To date, none of these stories are troubling Tunisia’s mainstream media, which appears more focused on defending Tunisia’s national image and parroting the President’s attack lines than delivering facts to a public growing increasingly hostile to the unwarranted international condemnation it feels itself subject to.
Meanwhile, the UK’s established media has spent the past week fixated on the employment terms of a BBC sports commentator than scrutinising a law that stands to make the lives of tens of thousands of people immeasurably worse.
At a recent press conference, in the wake of the news that the World Bank’s partnership with Tunisia was being suspended as a result of the racist violence, many Tunisian journalists fumed about the “campaign” against the country, while the Foreign Minister, Nabil Ammar, talked of exaggeration, “fake news” and media outlets operating to foreign agendas.

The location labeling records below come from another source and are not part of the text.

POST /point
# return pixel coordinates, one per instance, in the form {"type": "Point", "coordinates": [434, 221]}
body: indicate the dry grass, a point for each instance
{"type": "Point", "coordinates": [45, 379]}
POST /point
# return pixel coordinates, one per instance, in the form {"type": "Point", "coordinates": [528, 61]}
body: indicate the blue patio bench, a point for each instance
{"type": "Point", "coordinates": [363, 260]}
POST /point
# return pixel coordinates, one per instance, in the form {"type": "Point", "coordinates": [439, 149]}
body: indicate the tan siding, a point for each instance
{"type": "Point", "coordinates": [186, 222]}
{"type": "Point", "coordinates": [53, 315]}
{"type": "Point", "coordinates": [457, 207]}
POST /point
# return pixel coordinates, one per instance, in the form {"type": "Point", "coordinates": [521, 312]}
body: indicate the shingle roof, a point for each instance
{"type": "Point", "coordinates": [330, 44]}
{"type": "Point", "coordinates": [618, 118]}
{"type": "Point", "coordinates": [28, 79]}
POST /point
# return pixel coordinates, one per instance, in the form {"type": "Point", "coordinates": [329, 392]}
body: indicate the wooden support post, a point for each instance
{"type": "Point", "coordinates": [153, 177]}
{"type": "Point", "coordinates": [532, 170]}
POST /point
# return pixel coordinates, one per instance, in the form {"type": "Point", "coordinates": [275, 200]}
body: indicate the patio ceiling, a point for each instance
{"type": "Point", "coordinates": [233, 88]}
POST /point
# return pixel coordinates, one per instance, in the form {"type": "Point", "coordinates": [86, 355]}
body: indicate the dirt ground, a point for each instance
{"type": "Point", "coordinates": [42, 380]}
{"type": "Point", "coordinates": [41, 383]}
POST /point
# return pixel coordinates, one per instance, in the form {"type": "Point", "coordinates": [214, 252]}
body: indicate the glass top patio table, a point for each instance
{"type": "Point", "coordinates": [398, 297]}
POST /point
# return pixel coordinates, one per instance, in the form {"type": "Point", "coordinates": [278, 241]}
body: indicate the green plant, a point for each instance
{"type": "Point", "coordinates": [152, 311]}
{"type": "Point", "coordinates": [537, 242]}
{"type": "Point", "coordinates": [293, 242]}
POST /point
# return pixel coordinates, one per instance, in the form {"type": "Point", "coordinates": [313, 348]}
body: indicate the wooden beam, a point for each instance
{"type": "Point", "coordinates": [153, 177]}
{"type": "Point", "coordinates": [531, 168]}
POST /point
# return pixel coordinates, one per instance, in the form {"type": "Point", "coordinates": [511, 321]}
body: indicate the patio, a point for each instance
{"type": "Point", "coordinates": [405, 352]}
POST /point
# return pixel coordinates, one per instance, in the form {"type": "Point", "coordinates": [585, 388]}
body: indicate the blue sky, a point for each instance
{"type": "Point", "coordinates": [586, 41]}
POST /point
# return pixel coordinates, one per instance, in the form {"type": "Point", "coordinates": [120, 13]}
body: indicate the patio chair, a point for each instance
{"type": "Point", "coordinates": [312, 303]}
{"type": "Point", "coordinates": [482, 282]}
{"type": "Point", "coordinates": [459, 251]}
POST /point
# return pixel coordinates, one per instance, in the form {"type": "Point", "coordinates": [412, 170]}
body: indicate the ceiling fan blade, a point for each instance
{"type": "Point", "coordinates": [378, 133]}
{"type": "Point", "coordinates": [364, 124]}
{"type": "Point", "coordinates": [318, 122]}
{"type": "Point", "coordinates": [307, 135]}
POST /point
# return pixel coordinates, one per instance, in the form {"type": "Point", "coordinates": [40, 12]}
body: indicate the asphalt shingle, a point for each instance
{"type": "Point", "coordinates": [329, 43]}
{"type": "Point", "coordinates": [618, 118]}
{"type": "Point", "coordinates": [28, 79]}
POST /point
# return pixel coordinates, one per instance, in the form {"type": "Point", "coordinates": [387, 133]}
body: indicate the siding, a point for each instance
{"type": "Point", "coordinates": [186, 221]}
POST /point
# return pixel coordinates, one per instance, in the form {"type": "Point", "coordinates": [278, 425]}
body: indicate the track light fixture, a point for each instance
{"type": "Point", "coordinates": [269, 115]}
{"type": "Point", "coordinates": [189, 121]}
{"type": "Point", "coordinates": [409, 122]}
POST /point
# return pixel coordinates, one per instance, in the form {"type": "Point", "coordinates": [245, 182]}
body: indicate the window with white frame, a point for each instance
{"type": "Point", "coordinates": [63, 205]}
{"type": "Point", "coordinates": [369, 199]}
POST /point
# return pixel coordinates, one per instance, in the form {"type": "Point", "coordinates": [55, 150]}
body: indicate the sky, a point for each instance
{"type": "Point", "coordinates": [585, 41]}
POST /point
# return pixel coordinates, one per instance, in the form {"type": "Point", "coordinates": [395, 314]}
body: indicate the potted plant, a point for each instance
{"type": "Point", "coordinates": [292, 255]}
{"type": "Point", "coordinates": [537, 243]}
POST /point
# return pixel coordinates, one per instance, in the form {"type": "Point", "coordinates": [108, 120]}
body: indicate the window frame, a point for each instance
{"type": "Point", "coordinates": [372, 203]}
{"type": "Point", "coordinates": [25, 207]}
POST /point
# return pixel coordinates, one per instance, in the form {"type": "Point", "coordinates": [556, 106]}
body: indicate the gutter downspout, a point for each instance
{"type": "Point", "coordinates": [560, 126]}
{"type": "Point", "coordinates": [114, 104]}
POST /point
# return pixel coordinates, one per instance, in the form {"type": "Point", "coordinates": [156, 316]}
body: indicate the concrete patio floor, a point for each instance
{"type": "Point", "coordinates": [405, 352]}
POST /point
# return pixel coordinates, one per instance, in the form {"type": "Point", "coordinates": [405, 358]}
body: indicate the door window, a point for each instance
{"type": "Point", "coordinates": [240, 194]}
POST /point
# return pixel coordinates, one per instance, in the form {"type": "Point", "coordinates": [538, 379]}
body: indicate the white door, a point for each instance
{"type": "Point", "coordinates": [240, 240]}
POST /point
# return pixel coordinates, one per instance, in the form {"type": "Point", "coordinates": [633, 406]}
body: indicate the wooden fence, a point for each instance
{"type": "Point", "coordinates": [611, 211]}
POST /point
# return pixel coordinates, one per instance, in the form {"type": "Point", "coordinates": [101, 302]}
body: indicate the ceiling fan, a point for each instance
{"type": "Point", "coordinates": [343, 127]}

Just as the UK media is yet to truly reckon with the financial impact of Brexit on the country’s poorest, so the Tunisian media is unwilling to fully address the consequences of the suspension of the World Bank partnership and the increasing uncertainty surrounding a sorely needed IMF bail-out.
Both of these are going to hold direct consequences for each countries’ poorest. Both are going to increase an already high cost of living and, in the starkest terms, are going to leave many people cold, hungry and without explanation.
It seems that, where Tunisia leads, Britain follows.